The last public celebration of Russell Kirk, just before his death, took place in October 1993, in Dearborn, Michigan. It was a fitting tribute, but it was also an ironic one. Dearborn is America’s first Arab-majority city, the “motherland away from the motherland,” as one resident proudly told the BBC last year.
Many immigrants to America have been fed this idea: that America is merely a special economic zone, where you can live just as you did before, and retain and transmit the spirit of a foreign culture and people. You can have your “motherland away from the motherland” here, just with more money. They have been fed that idea by politicians and elites who believe it themselves—who lack both love and sense of country, and whose thumotic poverty has pervaded our public life for decades.
Immigration reform is no longer a matter of reducing numbers. We need to recognize the extent of our elite and institutional failure.
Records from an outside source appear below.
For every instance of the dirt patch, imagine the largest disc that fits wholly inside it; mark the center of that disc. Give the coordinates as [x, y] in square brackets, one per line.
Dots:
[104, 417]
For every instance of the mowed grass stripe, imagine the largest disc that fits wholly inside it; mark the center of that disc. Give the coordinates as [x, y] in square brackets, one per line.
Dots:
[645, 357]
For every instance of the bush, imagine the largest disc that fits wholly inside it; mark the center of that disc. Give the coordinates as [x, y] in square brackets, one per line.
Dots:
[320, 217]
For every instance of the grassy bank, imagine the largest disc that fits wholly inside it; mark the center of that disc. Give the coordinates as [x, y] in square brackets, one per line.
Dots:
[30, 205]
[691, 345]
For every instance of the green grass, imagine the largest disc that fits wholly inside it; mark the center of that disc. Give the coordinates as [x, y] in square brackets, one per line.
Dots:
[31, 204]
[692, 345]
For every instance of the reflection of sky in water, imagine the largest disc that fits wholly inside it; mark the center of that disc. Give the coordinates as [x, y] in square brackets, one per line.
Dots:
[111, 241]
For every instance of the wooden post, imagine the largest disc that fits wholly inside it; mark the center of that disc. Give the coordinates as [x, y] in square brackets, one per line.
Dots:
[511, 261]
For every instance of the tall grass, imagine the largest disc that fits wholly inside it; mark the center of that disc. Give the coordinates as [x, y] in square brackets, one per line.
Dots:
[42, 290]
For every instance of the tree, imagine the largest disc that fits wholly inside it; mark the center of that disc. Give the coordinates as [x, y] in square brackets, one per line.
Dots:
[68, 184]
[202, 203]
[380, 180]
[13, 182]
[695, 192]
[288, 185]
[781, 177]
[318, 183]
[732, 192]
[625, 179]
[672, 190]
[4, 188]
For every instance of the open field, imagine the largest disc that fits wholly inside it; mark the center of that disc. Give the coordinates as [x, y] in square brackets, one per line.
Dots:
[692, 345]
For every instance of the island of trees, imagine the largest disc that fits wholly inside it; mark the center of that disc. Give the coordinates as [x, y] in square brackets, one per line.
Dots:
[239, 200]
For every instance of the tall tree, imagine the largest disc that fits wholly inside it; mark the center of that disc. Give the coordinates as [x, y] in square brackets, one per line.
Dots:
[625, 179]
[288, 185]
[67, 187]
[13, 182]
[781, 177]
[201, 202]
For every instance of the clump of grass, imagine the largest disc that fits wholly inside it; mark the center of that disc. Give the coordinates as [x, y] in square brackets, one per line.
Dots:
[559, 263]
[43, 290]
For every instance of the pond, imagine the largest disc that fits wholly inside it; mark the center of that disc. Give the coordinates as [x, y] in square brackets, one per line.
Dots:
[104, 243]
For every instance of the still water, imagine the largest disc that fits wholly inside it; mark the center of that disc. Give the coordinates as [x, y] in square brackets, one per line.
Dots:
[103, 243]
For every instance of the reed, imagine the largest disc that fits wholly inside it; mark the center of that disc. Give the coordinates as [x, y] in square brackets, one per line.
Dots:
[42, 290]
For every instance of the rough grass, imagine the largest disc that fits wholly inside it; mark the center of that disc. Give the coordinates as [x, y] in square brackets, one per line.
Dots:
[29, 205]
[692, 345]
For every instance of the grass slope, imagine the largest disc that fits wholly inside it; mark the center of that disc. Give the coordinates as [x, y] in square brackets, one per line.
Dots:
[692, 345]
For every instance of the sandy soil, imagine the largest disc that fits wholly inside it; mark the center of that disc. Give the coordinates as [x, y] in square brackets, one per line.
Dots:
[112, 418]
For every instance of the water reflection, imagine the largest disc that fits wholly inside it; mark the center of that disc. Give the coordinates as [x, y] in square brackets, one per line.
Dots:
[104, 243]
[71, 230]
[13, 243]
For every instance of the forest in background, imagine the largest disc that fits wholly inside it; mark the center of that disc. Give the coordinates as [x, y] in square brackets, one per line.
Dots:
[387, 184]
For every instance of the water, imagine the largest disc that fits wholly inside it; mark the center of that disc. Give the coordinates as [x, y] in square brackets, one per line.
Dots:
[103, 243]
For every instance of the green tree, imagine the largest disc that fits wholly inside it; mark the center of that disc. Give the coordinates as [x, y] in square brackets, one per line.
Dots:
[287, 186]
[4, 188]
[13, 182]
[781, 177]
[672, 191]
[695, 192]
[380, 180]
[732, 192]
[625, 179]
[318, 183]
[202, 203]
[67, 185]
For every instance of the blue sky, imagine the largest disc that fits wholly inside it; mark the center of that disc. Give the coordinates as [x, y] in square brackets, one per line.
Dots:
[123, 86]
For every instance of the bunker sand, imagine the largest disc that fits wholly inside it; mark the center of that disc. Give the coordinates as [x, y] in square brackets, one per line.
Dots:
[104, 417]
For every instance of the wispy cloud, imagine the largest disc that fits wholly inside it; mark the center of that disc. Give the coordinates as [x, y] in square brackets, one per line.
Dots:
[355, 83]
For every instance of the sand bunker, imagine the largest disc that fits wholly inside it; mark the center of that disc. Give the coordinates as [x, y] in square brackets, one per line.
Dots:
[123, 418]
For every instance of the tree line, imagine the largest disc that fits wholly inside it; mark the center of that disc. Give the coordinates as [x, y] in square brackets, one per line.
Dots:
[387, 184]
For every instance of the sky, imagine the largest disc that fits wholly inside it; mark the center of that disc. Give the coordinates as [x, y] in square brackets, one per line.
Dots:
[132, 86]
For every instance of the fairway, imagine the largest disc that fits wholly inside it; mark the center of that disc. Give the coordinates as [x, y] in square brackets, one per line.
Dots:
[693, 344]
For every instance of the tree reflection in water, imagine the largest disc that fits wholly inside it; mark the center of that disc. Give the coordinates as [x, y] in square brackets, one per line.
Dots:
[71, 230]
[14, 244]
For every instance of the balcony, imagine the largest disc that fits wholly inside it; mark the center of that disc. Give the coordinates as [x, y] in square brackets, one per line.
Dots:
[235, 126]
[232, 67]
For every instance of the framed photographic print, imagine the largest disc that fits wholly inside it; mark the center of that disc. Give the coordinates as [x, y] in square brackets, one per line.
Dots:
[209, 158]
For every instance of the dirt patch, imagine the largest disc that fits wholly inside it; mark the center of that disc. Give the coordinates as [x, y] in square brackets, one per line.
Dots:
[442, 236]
We need to admit that our institutions aren’t up for the task of integrating millions. What we once did as a country is no longer possible.
Moreover, we need to tell many of those who’ve immigrated here in the last two decades that we cannot offer them the life that they expect us to provide for them without damaging our own national fabric further—an unacceptable and unjust tradeoff. This means that immigration reform now requires offering them a viable alternative. It requires voluntary inducements to depart forever from the United States. In facing the crisis of solidarity, remigration has become the essential political question. We have entered a period in which Winston Churchill matters less to us than Enoch Powell. Powell helped us see the shape of our problem. It’s up to us to muster the courage to follow through.